Ich habe die Konfiguration genau so wie bei meinem Testaufbau, der ja funktioniert hat. Einen Neustart braucht der Teilnehmer um die Konfiguration für die CAN-Verbindung zu laden, habe ich gemacht. Adresse kontrolliert, Busabschluß, und und ... ich bin am Ende meines Lateins.


----------



## Larry Laffer (18 Februar 2009)

Hallo,
hast du eventuell eine andere Geschwindigkeit als in deinem Testaufbau (größer) und dein Wandler kann die nicht ?

Gruß
LL


----------



## bubbirot (22 Februar 2009)

Hallo Larry Laffer,
danke für Info aber ich habe den Teilnehmer im Testaudbau mit der gleichen Baudrate bereits betrieben und der funktionierte problemlos. Ich habe mit dem Hersteller des Gateways bereits telefoniert und die meinten es liegt ein Fehler am Gerät vor, deshalb kann ich ein Problem mit der Anbindung an eine S7-400 haben.

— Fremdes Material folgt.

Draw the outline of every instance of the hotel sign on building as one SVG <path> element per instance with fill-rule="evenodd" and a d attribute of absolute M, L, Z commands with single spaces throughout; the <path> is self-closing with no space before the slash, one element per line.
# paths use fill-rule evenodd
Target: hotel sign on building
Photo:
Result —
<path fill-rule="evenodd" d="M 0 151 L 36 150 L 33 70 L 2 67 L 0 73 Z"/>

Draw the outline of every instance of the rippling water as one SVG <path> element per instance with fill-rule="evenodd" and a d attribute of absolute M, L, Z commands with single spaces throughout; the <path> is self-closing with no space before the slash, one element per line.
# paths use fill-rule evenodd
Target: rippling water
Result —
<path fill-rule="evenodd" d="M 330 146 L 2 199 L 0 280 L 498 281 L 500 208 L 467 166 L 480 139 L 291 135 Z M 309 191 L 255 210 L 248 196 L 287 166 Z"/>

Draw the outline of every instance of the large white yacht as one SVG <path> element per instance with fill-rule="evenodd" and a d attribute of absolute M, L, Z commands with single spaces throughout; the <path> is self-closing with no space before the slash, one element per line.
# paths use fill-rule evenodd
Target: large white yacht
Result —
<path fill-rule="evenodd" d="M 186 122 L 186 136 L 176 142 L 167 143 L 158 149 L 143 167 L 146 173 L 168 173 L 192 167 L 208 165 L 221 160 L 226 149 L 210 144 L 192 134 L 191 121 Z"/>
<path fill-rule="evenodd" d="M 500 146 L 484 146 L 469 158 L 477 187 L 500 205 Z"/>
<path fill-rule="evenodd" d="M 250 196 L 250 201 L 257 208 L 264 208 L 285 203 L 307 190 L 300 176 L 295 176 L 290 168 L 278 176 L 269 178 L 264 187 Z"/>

Ich bekomme am Montag ein neus Gerät und werde einen erneuten Versuch starten. So bald ich neue Erkenntnisse hab e, werde ich sie hier veröffentlichen.


----------



## bubbirot (25 Februar 2009)

Servus zusamen,
siehe da ein neues Gerät und es funktioniert problemlos. Aber warum es an der S7-300 funktionierte kann mir auch der 'Hersteller nicht erklären


----------